A recent annual industry report from Google, Temasek Holdings, and Bain & Company reveals that the growth of Southeast Asia’s internet economy in 2023 is expected to slow down to 11%, a notable decline from the previous year’s growth rate of 20%. Additionally, the estimated value of the region’s internet economy for 2025 has been revised down from $330 billion to $295 billion.
The authors of the report, in a joint statement, pointed out that certain digital economy sectors are showing promising growth trends. Notably, the travel and transport sectors are expected to surpass pre-pandemic levels by 2024.
The adjustment in the growth forecast is primarily attributed to a shift in long-term objectives and post-pandemic stabilization. Florian Hoppe, Partner and Head of Vector in Asia-Pacific at Bain & Company, explained that the region is now on a more stable trajectory toward 2025.
Southeast Asia is a dynamic region with 11 countries, a population of over half a billion people, a predominantly young demographic, widespread smartphone adoption, and a growing middle class. It is considered one of the world’s most rapidly expanding internet markets.

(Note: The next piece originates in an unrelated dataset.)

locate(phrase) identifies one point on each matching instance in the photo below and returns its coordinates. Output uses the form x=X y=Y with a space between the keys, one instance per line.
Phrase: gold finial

The report highlights Vietnam’s digital economy, projecting an annual growth rate of 20% for the 2023-2025 period, with expectations to reach approximately $45 billion by 2025. This growth rate is the fastest in Southeast Asia, alongside the Philippines. The surge in digital payments in Vietnam is attributed to government support, investment from commercial banks, and the widespread popularity of QR codes.
The report covers several Southeast Asian countries, including Indonesia, Thailand, Vietnam, Singapore, Malaysia, and the Philippines. It indicates that private funding for digital economy-related sectors has returned to 2017 levels after reaching record highs in 2021. However, the report notes that cash reserves for investments continue to rise, despite growing investor caution.
To navigate this funding adjustment, Southeast Asia’s digital businesses must demonstrate the availability of quality investment opportunities with clear exit strategies, as the report suggests. This trend aligns with global shifts toward a high cost of capital and challenges throughout the funding lifecycle. According to the report, venture capitalists had $15.7 billion available for investment deals at the end of 2022.
Fock Wai Hoong, Head of Southeast Asia at Temasek, emphasized that the return of funding largely depends on how quickly companies can pivot towards profitability, highlighting that a faster adaptation will facilitate the return of funding.